The developers — Ryan Companies and Wiedner Apartment Homes — want to replace the Sons of Norway building and surface parking lots on W. Lake Street with two buildings with 319 apartments and 23,000 square feet of commercial space.
The Sons of Norway sold the building to the developers last summer, and the city Planning Commission in January approved a request to rezone part of the block from medium- to high-density residential to allow for the six-story project.
The site is four blocks from Bde Maka Ska, formerly known as Lake Calhoun, and has set off the latest in a series of battles between city leaders who want to promote housing density as an antidote to the city's lack of affordable housing, and residents who say such changes will harm their neighborhood.

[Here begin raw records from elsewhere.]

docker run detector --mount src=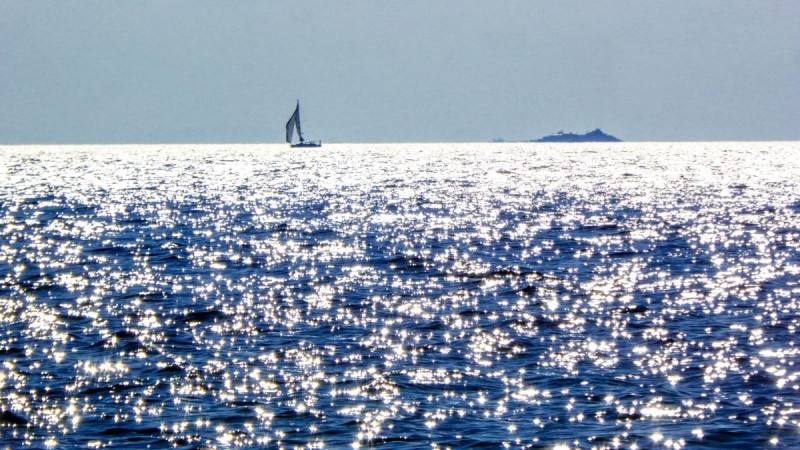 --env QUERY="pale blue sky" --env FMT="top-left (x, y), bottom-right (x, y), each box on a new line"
top-left (0, 0), bottom-right (800, 143)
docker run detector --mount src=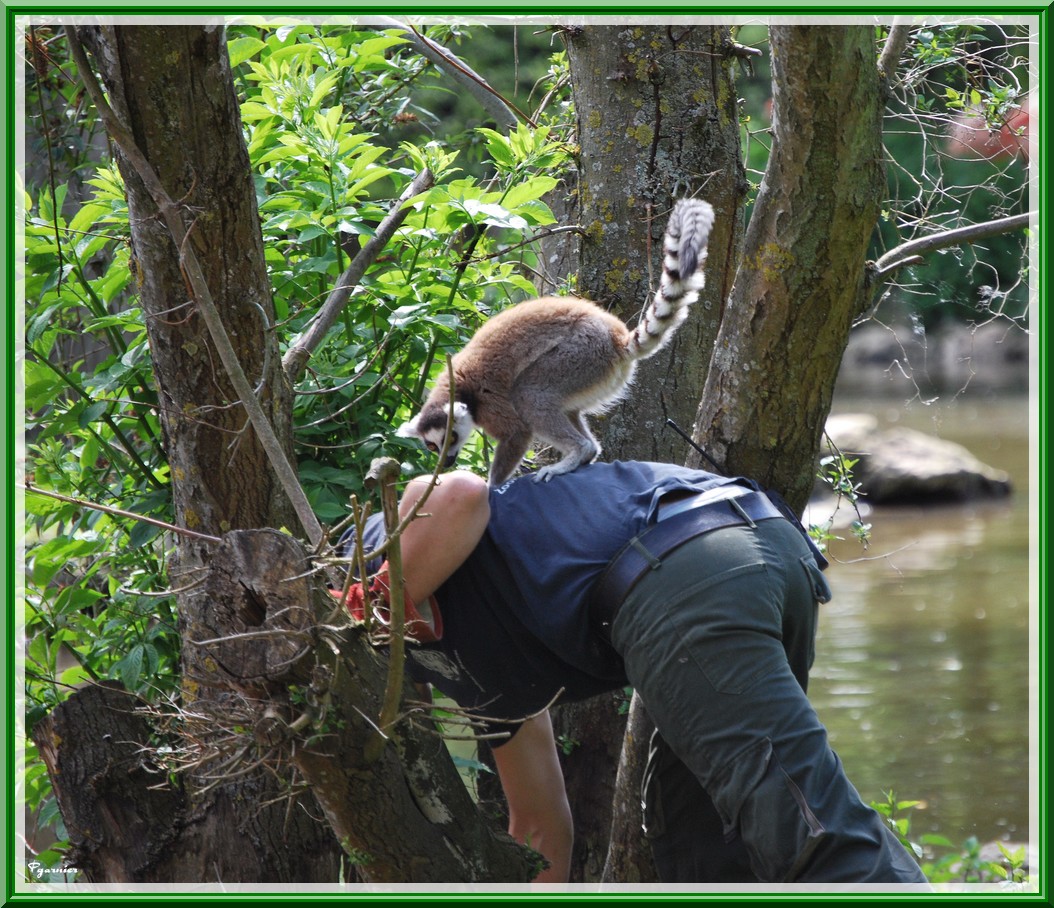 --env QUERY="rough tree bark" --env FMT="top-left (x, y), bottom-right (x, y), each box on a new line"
top-left (695, 25), bottom-right (884, 511)
top-left (54, 25), bottom-right (340, 882)
top-left (554, 25), bottom-right (746, 882)
top-left (35, 26), bottom-right (530, 883)
top-left (561, 25), bottom-right (882, 881)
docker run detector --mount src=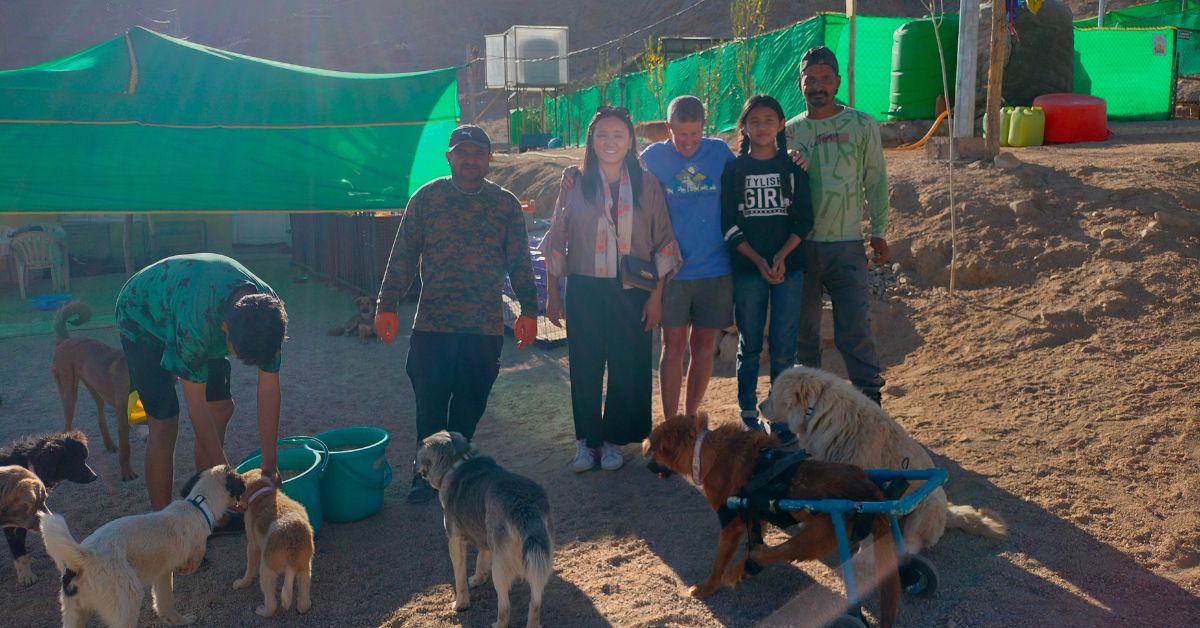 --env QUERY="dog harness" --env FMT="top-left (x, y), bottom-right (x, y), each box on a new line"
top-left (691, 427), bottom-right (708, 486)
top-left (716, 448), bottom-right (809, 530)
top-left (187, 495), bottom-right (212, 532)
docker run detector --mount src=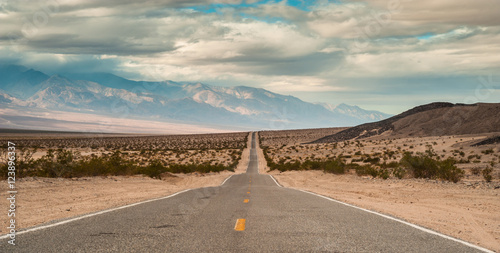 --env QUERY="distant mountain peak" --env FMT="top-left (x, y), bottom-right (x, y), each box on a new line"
top-left (0, 64), bottom-right (387, 129)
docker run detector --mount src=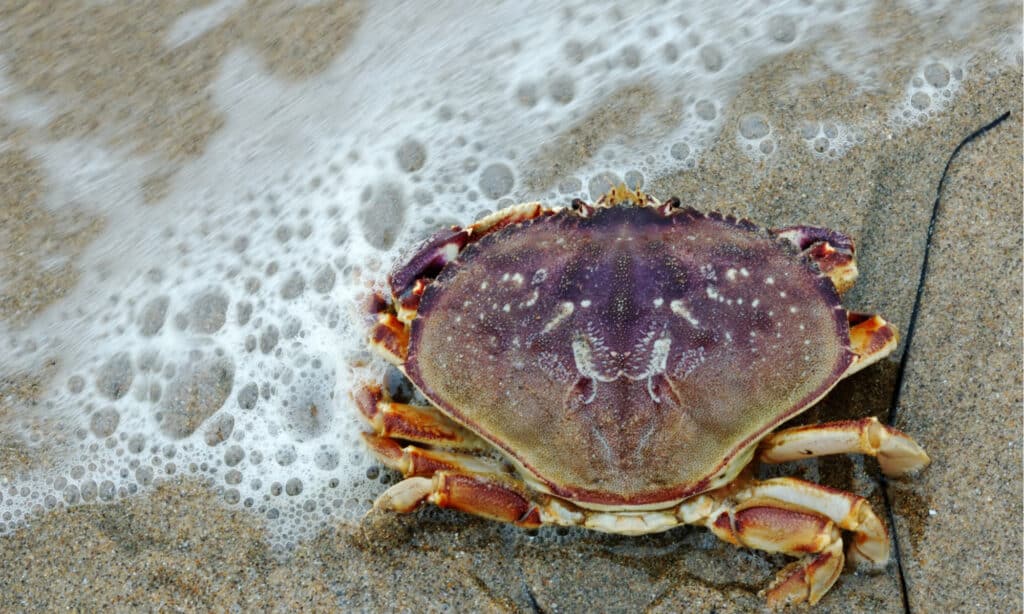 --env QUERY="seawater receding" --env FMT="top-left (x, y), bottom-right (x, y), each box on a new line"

Residents started a postcard-writing campaign opposing the project, and one couple — Tamara Kaiser and Erik Storlie, who live two blocks south of Lake Street — sent a 3,875-word open letter to the City Council citing "grave concerns" about the project and the city's response to their objections.
They say they understand that more housing supply should drive down rental prices, but they argue it's not happening in this case, because the development is the result of real estate speculation and is driving prices up. And they worry that their neighborhood will lose its character.
"We could put 10-story apartments everywhere, but you're destroying the very thing that over a century has made the neighborhood attractive," Storlie said.
Council President Lisa Bender, a proponent of density whose 10th Ward includes the East Calhoun neighborhood, said she's heard both support and opposition to the proposal.